Une autre voix éminente s’exprime à ce sujet. Celle d’Aaron Hurst, auteur de The Purpose Economy (Une économie du sens). « Les individus trouvent un sens à leur vie lorsqu’elle les enrichit personnellement, quand ils entretiennent des relations importantes avec les autres et quand ils sont au service de quelque chose de plus grand qu’eux, écrit-il. Ils poursuivent des objectifs personnels, sociaux et sociétaux. »
Selon Aaron Hurst, cette quête de sens n’est pas nouvelle ; elle remonte aux philosophes grecs. Ce qui est différent aujourd’hui est qu’elle est le moteur de tout un mouvement, ou comme Aaron Hurst le fait valoir, d’une économie émergente. L’économie du sens trouve son élan dans les échecs de l’économie précédente où l’argent était roi et la quête de sens une lointaine préoccupation. La récession mondiale a fondamentalement changé les valeurs et les priorités, exacerbant le besoin de stabilité et de but.
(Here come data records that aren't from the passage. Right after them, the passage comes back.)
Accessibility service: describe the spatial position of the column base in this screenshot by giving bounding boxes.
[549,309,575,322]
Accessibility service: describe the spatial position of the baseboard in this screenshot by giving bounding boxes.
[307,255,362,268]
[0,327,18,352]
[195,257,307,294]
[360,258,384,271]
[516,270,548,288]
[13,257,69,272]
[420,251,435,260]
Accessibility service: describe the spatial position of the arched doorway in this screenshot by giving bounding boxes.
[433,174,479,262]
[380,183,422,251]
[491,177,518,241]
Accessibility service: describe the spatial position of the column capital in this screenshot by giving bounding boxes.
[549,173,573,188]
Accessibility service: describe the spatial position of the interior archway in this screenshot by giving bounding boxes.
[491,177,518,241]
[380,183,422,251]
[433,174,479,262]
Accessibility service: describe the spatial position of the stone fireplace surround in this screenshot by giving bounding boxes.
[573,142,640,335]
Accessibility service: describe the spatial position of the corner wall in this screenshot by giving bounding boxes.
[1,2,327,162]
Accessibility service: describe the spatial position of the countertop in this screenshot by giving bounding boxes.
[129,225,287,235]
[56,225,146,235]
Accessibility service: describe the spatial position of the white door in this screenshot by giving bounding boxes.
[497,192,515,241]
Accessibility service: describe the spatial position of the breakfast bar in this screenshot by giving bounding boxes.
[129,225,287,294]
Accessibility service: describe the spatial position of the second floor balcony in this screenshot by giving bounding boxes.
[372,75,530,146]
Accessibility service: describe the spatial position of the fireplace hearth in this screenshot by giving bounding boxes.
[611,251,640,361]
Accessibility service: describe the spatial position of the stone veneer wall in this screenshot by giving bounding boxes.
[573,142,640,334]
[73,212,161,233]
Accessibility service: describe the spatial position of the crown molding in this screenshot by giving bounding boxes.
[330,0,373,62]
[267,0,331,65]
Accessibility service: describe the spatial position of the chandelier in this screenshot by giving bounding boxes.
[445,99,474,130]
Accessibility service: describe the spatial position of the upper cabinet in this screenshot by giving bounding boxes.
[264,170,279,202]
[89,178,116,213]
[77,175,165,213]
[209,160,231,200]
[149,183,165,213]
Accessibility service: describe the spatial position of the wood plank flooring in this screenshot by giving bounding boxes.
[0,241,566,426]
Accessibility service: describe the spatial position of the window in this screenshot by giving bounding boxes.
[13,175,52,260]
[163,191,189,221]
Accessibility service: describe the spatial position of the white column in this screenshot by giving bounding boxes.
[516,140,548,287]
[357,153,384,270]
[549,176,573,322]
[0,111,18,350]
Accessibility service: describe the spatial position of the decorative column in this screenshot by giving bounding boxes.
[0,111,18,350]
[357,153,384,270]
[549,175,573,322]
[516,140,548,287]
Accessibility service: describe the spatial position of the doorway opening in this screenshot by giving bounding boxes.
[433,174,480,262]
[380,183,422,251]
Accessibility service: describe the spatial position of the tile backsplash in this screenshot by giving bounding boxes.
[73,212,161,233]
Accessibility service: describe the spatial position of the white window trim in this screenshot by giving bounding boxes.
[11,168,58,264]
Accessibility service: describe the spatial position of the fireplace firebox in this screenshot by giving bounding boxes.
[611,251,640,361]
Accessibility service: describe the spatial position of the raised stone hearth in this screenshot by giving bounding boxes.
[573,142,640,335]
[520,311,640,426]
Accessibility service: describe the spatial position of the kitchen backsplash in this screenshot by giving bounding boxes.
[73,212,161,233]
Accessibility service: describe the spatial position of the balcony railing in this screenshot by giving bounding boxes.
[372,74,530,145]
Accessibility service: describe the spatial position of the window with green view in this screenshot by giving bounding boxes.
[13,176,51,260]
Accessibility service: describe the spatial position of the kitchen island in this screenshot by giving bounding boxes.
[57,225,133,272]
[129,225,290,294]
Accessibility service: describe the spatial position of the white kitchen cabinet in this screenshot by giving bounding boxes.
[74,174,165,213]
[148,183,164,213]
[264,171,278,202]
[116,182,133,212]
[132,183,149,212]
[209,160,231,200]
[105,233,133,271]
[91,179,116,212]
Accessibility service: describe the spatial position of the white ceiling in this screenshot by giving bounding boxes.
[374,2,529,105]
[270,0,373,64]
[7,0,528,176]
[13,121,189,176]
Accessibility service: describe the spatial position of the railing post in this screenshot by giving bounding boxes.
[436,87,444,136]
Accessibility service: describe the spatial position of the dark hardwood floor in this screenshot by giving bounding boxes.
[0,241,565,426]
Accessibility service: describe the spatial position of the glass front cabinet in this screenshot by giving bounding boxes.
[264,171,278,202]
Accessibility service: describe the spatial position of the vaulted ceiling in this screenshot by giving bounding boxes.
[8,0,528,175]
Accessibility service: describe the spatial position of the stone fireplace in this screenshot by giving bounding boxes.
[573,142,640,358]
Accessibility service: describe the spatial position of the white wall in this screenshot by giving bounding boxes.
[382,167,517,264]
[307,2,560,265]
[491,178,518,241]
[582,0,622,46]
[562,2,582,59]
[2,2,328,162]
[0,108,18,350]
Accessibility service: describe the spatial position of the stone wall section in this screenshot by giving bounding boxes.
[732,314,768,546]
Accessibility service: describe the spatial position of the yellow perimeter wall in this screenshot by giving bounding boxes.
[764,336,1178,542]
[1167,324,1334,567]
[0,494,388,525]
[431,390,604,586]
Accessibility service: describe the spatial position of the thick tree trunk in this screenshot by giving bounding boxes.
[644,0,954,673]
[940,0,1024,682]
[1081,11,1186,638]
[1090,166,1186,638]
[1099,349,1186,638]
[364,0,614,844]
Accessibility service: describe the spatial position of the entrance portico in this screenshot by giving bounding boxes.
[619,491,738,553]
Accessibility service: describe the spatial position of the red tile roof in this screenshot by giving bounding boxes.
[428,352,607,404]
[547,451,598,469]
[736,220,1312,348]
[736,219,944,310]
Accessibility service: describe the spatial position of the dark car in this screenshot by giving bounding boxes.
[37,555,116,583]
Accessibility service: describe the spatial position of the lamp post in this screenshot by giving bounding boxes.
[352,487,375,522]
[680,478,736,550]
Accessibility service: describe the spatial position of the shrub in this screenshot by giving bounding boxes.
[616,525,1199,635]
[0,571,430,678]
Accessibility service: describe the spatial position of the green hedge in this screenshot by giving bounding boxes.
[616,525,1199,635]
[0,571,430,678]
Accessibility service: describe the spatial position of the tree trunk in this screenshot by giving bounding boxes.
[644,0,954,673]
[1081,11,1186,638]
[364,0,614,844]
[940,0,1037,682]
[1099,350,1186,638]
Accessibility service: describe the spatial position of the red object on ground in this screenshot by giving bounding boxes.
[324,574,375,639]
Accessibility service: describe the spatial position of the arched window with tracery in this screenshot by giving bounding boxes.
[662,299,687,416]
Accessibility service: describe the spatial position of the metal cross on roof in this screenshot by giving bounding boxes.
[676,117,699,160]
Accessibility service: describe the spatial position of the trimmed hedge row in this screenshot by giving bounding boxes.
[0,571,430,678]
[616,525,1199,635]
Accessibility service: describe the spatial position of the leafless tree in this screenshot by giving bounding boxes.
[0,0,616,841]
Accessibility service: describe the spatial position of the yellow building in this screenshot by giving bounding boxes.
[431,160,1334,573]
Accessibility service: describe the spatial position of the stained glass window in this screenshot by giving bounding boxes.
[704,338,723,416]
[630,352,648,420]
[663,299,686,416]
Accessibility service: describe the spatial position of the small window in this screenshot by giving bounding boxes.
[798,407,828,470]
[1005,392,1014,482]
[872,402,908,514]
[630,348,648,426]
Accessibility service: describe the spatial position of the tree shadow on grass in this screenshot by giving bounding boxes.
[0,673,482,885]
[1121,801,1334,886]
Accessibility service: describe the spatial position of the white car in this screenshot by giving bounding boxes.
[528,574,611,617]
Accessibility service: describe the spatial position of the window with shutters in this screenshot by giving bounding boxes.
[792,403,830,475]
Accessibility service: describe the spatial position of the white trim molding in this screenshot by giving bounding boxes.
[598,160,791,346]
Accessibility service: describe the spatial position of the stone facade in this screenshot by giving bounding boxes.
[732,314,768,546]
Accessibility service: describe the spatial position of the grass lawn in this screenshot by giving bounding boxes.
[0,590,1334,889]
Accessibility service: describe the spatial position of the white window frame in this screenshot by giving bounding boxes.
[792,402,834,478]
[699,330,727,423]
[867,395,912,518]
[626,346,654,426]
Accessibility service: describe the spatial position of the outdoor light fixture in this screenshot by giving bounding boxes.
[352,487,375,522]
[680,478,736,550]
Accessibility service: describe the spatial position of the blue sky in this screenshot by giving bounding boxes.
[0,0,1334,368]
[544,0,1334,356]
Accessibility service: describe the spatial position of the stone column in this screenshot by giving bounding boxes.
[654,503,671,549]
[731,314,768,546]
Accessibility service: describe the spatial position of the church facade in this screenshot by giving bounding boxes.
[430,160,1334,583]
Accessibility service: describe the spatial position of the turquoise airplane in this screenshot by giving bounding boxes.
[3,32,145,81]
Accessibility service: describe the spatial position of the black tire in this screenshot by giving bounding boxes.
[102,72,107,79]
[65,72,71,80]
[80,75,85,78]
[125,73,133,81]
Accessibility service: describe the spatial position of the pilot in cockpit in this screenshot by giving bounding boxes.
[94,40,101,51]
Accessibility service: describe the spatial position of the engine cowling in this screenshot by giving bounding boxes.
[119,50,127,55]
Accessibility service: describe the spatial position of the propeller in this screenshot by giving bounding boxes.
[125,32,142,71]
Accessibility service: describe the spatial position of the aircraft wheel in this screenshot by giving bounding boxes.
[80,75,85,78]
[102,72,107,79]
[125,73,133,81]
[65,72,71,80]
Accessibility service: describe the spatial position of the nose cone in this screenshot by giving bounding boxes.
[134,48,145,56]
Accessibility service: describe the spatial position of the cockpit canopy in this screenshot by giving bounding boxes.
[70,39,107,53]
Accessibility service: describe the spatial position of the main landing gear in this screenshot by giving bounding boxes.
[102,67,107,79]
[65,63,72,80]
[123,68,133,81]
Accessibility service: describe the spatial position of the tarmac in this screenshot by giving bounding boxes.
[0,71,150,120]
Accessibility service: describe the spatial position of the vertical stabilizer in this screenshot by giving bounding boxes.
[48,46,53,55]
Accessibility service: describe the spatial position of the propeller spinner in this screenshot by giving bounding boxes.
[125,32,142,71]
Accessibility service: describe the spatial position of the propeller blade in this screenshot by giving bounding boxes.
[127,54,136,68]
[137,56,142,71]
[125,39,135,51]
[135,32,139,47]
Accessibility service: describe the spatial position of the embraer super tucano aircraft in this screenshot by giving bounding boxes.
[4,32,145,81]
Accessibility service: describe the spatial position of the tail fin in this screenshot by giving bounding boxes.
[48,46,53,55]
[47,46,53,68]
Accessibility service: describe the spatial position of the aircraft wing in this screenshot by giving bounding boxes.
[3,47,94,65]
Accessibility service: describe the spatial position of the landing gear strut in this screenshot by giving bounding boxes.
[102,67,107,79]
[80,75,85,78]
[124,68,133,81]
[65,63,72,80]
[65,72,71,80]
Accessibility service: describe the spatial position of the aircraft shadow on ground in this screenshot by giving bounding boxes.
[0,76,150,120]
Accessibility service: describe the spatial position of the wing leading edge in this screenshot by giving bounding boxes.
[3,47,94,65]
Aujourd’hui, les individus sont à la recherche d’un travail qui fait bien plus que payer leurs factures ; il doit contribuer à quelque chose de mieux – le meilleur d’eux-mêmes, de meilleures relations, de meilleures communautés. Nous essayons tous d’atteindre le sommet de la pyramide, de nous réaliser.
Nicolas de Benoist, chercheur chez Steelcase, a étudié le bien-être et l’engagement des collaborateurs pendant plusieurs années. « Lorsque les employés sont engagés dans quelque chose de plus grand qu’eux, de plus grand que le projet sur lequel ils travaillent, ils ont plus de résilience pour faire face aux contraintes de la vie de tous les jours, dit-il. Sans unevision claire de votre but, vous êtes prisonnier des petits détails de la vie quotidienne et vous oubliez vos objectifs. »
Mais donner du sens ne veut pas dire soutenir une cause. Il s’agit plutôt de trouver un travail en phase avec vos croyances personnelles et vos points forts. Comprendre comment votre travail s’inscrit dans l’ordre du monde. Trop souvent, les employés sont invités à améliorer leurs points faibles au lieu de développer leurs points forts. Mais la recherche montre que lorsque les employés sont encouragés à utiliser leurs meilleures compétences, le risque de désengagement disparaît presque totalement.
Et ils deviennent eux-mêmes, authentiques. « Il est difficile de parler de sens sans authenticité, dit Nicolas de Benoist. Partager ses dons, ses talents avec les autres donne un sentiment de vision commune. »
“Nous définissons des stratégies pour améliorer l’expérience de travail quotidienne et pour aider les entreprises à exprimer clairement la vision qu’elles poursuivent afin de pouvoir véritablement se développer.”